Ce livre assez épais et bien documenté de première main, rédigé par un homme qui sait de quoi il retourne, montre que la situation est sérieuse pour la tradition républicaine de notre pays, la France, même si certains secteurs de l’opinion et de la classe politique ne prennent toujours pas cette menace au sérieux.

Le titre, dès lors, se justifie: ceux qui minent les fondements de la société française effectuent leur sinistre besogne, loin des regards indiscrets ou de la vigilance des services de sécurité.

Ceux qui détruisent l’essence même du pacte républicain, le font sournoisement, en silence, sans que l’on réalise vraiment ce qui se passe. Et après, il risque d’être trop tard, même s’il. faut éviter tout alarmisme et garder la tête froide. Mais il est indéniable qu’un travail de sape est à l’œuvre.

Je trouve que les livres et les émissions télévisées sur l’islamisme et le communautarisme (les deux termes sont pratiquement équivalents) abondent mais sans jamais traiter le sujet en amont, en d’autres termes, comment en sommes nous arrivés là ?

Au point qu’aujourd’hui les plus hautes autorités de l’Etat parlent de séparatisme et de partition. Jadis, on évoquait à voix basse les territoires perdus de la République, désormais on parle de gens qui érigent sous notre nez une contre-société avec pour législation essentielle le dogme religieux islamique, alors que depuis au moins 1905 la loi existe qui sépare les églises de l’Etat. Y déroger serait trahir les principes républicains et constituerait une régression inadmissible.

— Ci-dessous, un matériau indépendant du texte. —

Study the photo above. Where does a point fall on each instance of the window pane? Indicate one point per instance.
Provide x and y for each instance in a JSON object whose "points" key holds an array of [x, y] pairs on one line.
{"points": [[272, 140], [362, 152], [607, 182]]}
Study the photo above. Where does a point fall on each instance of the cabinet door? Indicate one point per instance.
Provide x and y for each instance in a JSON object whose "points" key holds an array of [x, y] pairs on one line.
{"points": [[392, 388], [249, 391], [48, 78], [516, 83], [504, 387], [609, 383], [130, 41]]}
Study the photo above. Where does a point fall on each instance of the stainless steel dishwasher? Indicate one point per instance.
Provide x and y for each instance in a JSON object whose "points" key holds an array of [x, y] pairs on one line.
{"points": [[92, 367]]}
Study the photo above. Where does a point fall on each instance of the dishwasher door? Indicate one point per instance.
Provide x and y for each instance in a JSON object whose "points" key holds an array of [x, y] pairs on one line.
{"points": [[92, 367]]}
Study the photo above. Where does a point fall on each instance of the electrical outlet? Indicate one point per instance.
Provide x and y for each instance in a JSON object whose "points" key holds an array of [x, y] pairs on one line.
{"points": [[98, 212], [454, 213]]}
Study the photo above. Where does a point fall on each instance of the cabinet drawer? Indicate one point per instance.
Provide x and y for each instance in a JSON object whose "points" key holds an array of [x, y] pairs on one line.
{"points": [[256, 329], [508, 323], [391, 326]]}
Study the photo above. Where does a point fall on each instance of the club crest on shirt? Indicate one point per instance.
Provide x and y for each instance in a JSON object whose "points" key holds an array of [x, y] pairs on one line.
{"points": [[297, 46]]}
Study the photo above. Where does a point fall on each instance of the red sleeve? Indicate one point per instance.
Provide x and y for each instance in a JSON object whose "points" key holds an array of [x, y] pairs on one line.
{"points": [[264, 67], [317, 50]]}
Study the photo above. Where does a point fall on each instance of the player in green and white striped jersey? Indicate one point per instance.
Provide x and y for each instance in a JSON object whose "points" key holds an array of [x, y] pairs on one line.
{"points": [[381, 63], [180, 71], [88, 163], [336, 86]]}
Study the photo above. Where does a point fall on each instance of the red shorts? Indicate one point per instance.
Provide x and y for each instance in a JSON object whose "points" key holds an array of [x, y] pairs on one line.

Mais je voudrais, en non-spécialiste, poser la question suivante ; pour quelle raison avons nous laissé se constituer un véritable ghetto regroupant de l’autre côté du périphérique des populations maghrébine et africaines, non intégrées, touchées gravement par le chômage et qui ont, pour cette raison ou pour une autre, développé une économie locale souterraine (drogues, fraudes, trafics en tout genres, etc ).

Est ce que les différents gouvernements n’ont pas pu ni voulu intégrer cette immigration que le pays ne pouvait plus absorber ? Y a t il eu une méfiance presque automatique envers l’appartenance confessionnelle de ces immigrés qui a établi une barrière entre eux et la majeure partie de la population ? Je ne le crois pas à cent pour cent.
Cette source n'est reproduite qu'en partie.